Each seems to be right from their point of view but the problem persists and the victims are simply the public. The public is suffering from the deteriorating economic condition, killings, illiteracy, poverty and poor health. It would not be wrong to say that people have lost faith in the government. People thought of better days after the end of the Rana regime but their dream remained unfulfilled. Then came the people’s movement of 1990, but political leaders acted in ways that did not come up to the popular expectations. Now there seems to be no chance of dialogue between them anytime soon. But it is time they put the people’s

interests above their own narrow interests for peace and democracy.

Bijaya Poudyal,

Kupondole, Lalitpur


Some of the new projects reported by the national dailies during the past three or four years include: the Buddha’s biggest statue to be installed in Lumbini, the high speed Birgunj-Kathmandu-Tatopani electric train, 120-ft statue of Prithvi Narayan Shah beside the Bagmati bridge, 5000 MW dam project to be constructed on the Koshi river. However, I wonder if any of these projects has actually started. And now there is another addition — the highest tower in the SAARC region to be built at Jawlakhel.

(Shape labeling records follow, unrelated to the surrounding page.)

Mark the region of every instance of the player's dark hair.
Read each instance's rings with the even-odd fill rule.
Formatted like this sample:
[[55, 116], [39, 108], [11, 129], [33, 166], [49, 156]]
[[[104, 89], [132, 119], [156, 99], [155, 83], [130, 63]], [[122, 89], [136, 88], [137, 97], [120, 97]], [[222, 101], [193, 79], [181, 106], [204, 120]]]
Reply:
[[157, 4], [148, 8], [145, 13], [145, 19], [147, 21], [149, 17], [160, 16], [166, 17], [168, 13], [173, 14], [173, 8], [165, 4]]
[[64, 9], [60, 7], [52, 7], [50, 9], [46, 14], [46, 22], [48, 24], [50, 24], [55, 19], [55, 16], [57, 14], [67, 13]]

The highest tower of our country is probably the Kantipur tower at Tinkune or the new colony building of Birgunj, but both would be much smaller than the latest plan of a 30-35 storey tower. Well, a skyscraper of that kind will certainly not come cheaper than $30 million, a price way above the clean reach of NTC, NDWC, NEA, or CAAN. Nevertheless, I must appreciate our great policy makers. It’s never too hard to imagine. Then there is the dream of making Nepal’s per capita income in excess of $10,000 .

Bharat Shah, Birgunj,

via e-mail


The news related to the penniless boy becoming Bangladesh’s first music idol was very touching (THT, Dec. 23). A slum-dweller grows up singing on local trains to raise money for his sick mother. I was moved when Nolok Babu, the music idol of Bangladesh, after wining the title, said, “It’s the end of my mother’s sorrow”.

This hit American reality television show has become very popular and been copied in a number of countries, including Bangladesh. Even Nepal recently orgaised a Nepali version of the singing competition on television.

Babu has proved that one could attain stardom from nothing, if one aspires to do so and is talented.

Pradip Bhandari, via e-mail

More pages

I am a regular reader of THT. Of late it is giving more space to advertisements than to news. More pages should be added to keep THT’s charm intact.